Мы взошли на высокое крыльцо, женщина что-то говорила, я прослушал и кивнул с улыбкой. Лиза размотала платок, сбросила бушлат и оказалась молодой женщиной лет двадцати семи, в коричневом, довоенном каком-то платье ниже колен. Черные волосы с прямым пробором, яркое пятнышко седины. Пока я оторопело пялился, Лиза доставала чашки, рылась в глубоком темном буфете. Кроме буфета в комнате стоял желтый зеркальный шкаф, швейная машинка «Зингер» на чугунной станине в стиле модерн, софа, застеленная полосатым пледом.
Фотографии были — пожилая женщина, голая девочка, еще кто-то. Немного книг на бамбуковой этажерке, я разглядел Чехова, О. Генри, Джека Лондона. На тумбочке под стеклом — Хемингуэй в свитере. На стене еще два портрета — Чехов и Салтыков-Щедрин, в деревянных рамках, густо окрашенных под дерево, — так красили трамваи изнутри.
— А хотите немного водки, — Лиза теребила на тонкой шее неизвестно когда повязанный зеленый платочек — под бушлатом его не было.
Глупая закадровая музыка усилилась. Печеный лещ появился на столе. Вспомнив крынку, я восхищенно покачал головой:
— Сами поймали?
— Идет иногда в сети, — скромно ответила Лизавета, ставя на стол початую бутылку водки.
В болотном сумеречном свете, сидя спиной к окну, Лиза рассказывала о себе. Жила она в Новгороде, окончила там педагогическое училище, вышла замуж за танкиста, старшего лейтенанта.

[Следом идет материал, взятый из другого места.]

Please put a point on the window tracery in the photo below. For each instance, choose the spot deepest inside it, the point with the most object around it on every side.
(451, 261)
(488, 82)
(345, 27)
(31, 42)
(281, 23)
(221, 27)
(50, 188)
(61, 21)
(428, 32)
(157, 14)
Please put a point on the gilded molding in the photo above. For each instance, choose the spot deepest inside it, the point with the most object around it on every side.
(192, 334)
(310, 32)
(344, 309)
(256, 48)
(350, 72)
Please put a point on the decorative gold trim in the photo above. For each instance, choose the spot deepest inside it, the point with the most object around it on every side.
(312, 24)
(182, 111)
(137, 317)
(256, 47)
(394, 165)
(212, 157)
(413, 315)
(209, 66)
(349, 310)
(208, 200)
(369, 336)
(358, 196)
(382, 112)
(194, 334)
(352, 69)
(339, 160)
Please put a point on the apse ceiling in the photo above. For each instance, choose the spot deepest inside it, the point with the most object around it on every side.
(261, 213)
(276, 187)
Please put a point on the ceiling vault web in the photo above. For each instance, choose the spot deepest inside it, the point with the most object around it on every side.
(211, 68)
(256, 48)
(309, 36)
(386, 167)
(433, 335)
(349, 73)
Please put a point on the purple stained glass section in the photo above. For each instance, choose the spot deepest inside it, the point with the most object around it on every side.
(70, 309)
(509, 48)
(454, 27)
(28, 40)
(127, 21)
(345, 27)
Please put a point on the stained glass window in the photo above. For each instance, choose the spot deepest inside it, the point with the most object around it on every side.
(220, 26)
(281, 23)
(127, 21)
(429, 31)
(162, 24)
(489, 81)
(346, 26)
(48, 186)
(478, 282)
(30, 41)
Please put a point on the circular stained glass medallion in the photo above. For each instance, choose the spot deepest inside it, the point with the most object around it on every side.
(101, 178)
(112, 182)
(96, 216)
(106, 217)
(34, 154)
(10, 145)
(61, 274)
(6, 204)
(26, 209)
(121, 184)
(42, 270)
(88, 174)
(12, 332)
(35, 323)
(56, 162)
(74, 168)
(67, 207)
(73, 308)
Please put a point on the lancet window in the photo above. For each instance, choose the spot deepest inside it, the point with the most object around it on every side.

Веселый танкист быстро спился, чуть не сел за драку, бросил Лизу и уехал на север. Квартира была ведомственная, военная, ее отобрали, а Лиза подалась сюда, к маме. Было это год назад, маму схоронила зимой здесь же, на деревенском погосте. Работает Лизавета Ивановна в Новоладожской восьмилетке, преподает язык и литературу.
— Как же вы туда добираетесь?
— На велосипеде. Да что тут, три километра.
— А зимой?
— Зимой пешком, — улыбалась Лиза. — Да вы курите, сама я не курю, но мне нравится. Надежный запах.
Она поставила передо мной большую пепельницу из чешского стекла.
— Давайте, Лиза, выпьем за вас, — внезапно постарев, предложил я.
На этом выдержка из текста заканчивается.